Ajans Bakırçay
2022-07-07 16:25:22

"Sol Sağın Üniversitesidir"

Mehmet Can Gürbüz

h.dem08@hotmail.com 07 Temmuz 2022, 16:25

Eduardo Galeano Latin Amerika’nın sesi olmuş bir yazar. İlk okuduğum kitabı “Latin Amerika’nın Kesik Damarları”. İşin başında İspanya ile başlayıp bugün birleşik devletler olan (ABD)’nin Latinler üzerinde ki azgın ve soysuz sömürücülükleri, kan emicilikleri anlatılır. Son yıllara ait “Ve Günler Yürümeye Başladı” adlı günlükleri yazdığı kitabında şöyle seslenir:

“14 Mart 1883 yılında Karl Marx’ın Londra mezarlığındaki cenaze törenine kalabalık bir topluluk katıldı; mezarcıyı da sayarsak, on bir kişilik bir kalabalık. En ünlü cümlelerinden biri mezar taşına kazındı: Filozoflar dünyayı çok farklı biçimlerde yorumladılar, ama asıl mesele onu değiştirmek. Bu, dünyayı dönüştürme peygamberi hayatını polisten ve alacaklılardan kaçarak geçirdi. Başyapıtı hakkında şöyle demişti: -Benim kadar az parası olup da para hakkında bu kadar çok yazan başka kimse olmadı. Kapital, onu yazarken içtiğim tütünün parasını bile karşılamayacak.”

İşin en önemli boyutu; hayatı okuyabilen sol hep sağa hayatı öğretmiş, çektiği acılarına rağmen sol sağın öğreticisi olmaktan vazgeçmemiştir.

Evet! Üstün ahlakı hep dilimize dolarız ama dürüst yaşamı sürenlerin, onurundan taviz vermez, ilkeli ve insanlığa kendini adamışları ya görmezden geliriz ya da yaşamı ona zehir ederiz.

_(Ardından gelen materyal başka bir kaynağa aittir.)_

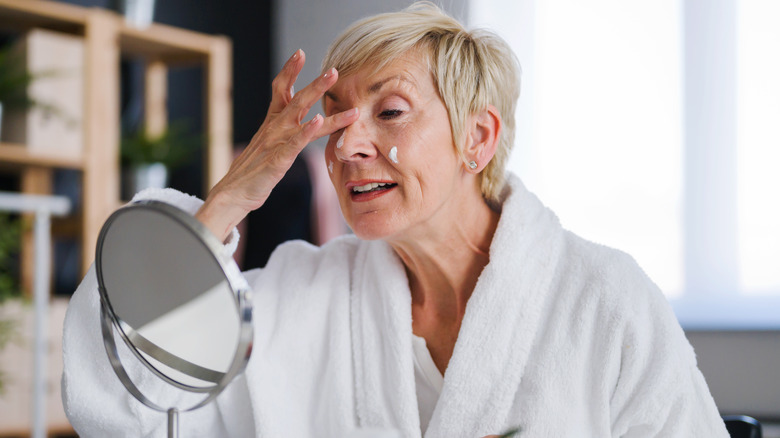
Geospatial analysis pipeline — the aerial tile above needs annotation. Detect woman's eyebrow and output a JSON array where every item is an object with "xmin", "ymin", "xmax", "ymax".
[
  {"xmin": 324, "ymin": 74, "xmax": 415, "ymax": 103},
  {"xmin": 368, "ymin": 74, "xmax": 414, "ymax": 94}
]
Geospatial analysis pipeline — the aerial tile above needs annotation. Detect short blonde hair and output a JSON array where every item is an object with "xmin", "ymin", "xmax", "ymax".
[{"xmin": 322, "ymin": 2, "xmax": 520, "ymax": 203}]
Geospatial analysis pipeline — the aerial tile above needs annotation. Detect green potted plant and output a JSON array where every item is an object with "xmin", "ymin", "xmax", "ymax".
[
  {"xmin": 0, "ymin": 47, "xmax": 36, "ymax": 139},
  {"xmin": 0, "ymin": 213, "xmax": 22, "ymax": 394},
  {"xmin": 121, "ymin": 122, "xmax": 201, "ymax": 199},
  {"xmin": 0, "ymin": 41, "xmax": 66, "ymax": 138}
]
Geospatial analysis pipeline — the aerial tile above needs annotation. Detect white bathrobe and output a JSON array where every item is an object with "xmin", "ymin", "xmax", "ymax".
[{"xmin": 62, "ymin": 176, "xmax": 728, "ymax": 438}]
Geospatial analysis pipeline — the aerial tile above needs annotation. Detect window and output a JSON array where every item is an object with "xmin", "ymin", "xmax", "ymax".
[{"xmin": 470, "ymin": 0, "xmax": 780, "ymax": 328}]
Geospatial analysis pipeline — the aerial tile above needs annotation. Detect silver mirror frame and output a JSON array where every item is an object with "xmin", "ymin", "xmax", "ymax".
[{"xmin": 95, "ymin": 200, "xmax": 254, "ymax": 420}]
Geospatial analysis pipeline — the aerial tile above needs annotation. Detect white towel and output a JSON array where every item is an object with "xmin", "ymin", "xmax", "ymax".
[{"xmin": 63, "ymin": 177, "xmax": 727, "ymax": 438}]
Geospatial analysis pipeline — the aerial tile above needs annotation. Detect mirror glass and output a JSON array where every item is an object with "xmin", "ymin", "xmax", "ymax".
[{"xmin": 96, "ymin": 204, "xmax": 246, "ymax": 392}]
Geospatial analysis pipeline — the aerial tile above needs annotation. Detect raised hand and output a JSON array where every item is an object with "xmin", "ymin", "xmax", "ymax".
[{"xmin": 195, "ymin": 50, "xmax": 358, "ymax": 240}]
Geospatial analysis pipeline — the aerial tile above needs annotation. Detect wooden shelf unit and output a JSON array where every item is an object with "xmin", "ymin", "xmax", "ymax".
[{"xmin": 0, "ymin": 0, "xmax": 232, "ymax": 290}]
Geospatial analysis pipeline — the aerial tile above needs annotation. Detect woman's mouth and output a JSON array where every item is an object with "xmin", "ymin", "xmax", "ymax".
[{"xmin": 350, "ymin": 182, "xmax": 398, "ymax": 202}]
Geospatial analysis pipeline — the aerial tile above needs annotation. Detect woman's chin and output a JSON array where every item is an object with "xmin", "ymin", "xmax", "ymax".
[{"xmin": 349, "ymin": 217, "xmax": 398, "ymax": 240}]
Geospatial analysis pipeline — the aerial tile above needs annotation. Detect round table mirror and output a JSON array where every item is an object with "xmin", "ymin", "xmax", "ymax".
[{"xmin": 95, "ymin": 201, "xmax": 253, "ymax": 436}]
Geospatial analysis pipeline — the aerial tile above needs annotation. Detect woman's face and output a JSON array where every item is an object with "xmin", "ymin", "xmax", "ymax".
[{"xmin": 325, "ymin": 54, "xmax": 481, "ymax": 240}]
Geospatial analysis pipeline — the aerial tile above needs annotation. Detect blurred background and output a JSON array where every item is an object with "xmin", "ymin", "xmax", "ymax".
[{"xmin": 0, "ymin": 0, "xmax": 780, "ymax": 436}]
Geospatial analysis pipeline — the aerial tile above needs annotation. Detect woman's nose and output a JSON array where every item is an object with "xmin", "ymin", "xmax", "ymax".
[{"xmin": 333, "ymin": 120, "xmax": 378, "ymax": 163}]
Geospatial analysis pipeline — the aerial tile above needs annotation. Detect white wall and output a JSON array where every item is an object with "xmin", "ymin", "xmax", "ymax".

Anıların bazı bölümlerinde dünyaya özgürlük, adalet ve barış getirdiği yalanıyla rol kesen ABD’nin gerçek yüzüne vurgu yapar.

“Mart 9

Meksika’nın Birleşik Devletler’i işgal ettiği gün 1916 yılındaki o sabahın çok erken saatlerinde, Pancho Villa sınırı geçti, Columbus şehrini yakıp yıktı, birkaç askeri öldürdü ve ertesi gün, yanına aldığı birkaç tane at ve cephaneyle birlikte kahramanlığını anlatmak üzere Meksika’ya geri döndü. Pancho Villa’nın süvarilerince düzenlenen bu kısa süreli akın, Birleşik Devletler’in tüm tarihi boyunca maruz kaldığı yegâne işgaldir. Buna karşılık bu ülke bütün dünyayı işgal etti ve etmeye de devam ediyor. 1947’den beri, bu ülkenin Savaş Bakanı’nın sıfatı Savunma Bakanı’dır, Savaş bütçesinin adı da Savunma bütçesi. Bu isim öyle bir gizem ki, onu çözmek Kutsal Üçleme’nin sırrını çözmekten daha zor.”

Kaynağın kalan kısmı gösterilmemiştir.